Но как не поверить аксакалам? Не знай они наверняка о готовящемся нападении, стали бы они прятать Гульсару…
«Но почему ее нужно прятать?»
Тут сколько угодно гадай, толку чуть. Пока сама не расскажет.
Вот так размышляя и слушая тишину, коротал зябкую ночь лейтенант Дадабаев.
«Через часок можно сниматься. На рассвете не станут переправляться. Поздно. Значит, не сегодня…»
Мысли эти пресек взрыв. Там, на заставе. Затем, почти без перерыва — второй. Следом — третий. Затрещали автоматные очереди, в которые впивались четкие одиночные выстрелы.
«Снайперы! По важным целям! — первое, о чем подумал Дадабаев и тут же ругнул себя: — О чем думаю?! Что делать — вот главное».
Спешить на помощь, это само собой. Только не сломя голову. Лучше, если зайти с тыла. По плато, укрываясь валунами. И — почти в упор. Наверняка они не заботятся о своем тыле.
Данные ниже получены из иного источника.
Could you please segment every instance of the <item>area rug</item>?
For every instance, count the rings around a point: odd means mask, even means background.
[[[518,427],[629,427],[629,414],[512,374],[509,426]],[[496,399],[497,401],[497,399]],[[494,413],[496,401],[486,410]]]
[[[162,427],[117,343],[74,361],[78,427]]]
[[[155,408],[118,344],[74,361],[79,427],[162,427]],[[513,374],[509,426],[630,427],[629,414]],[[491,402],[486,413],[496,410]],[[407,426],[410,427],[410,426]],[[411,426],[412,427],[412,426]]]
— Свяжись с заставой. Уточни наши действия, — приказал Дадабаев связисту, — и сразу же комендатуру вызывай.
— Есть, — моментально отозвался ефрейтор Алдошин, хотя сам уже пытался вызвать заставу, но она не отзывалась. Он — в растерянности.
— Застава не отвечает, — с полним недоумением доложил он лейтенанту. Совсем молчит.
До заслона звук боя доносился хорошо, и по нему можно судить, что он набирает силу, ожесточается.
— Докладывай в комендатуру, — поправился. — Вызывай, я сам доложу.
Комендатура отозвалась сразу, Дадабаев в микрофон:
— На Приостровную нападение! С тыла. Похоже, со стороны плато.
— Похоже?! Или точно?!
— Не знаю. Я с заслоном у острова. Иду заставе на помощь. Поведу заслон по плато. Все!
Дадабаев не стал слушать уточняющие вопросы, считая, что и так потерял много времени. Даже буркнул с досадой:
— Поднимите вертолеты. С них все увидите.
У самого еще одна мысль: собрать наряды, что по берегу. Не кинулись бы в одиночку к заставе. Приказал лежавшему слева солдату:
— По берегу бегом. Всех посылай ко мне. Вверх на плато.
Как было бы хорошо иметь со всеми нарядами связь. Дал команду и — все в ажуре. Но бы да кабы. По кошме вытягивай ноги. Несись во весь дух по берегу, передавая приказ идти на соединение с заслоном. Не плохо было бы и уточнять по ходу дела маршрут.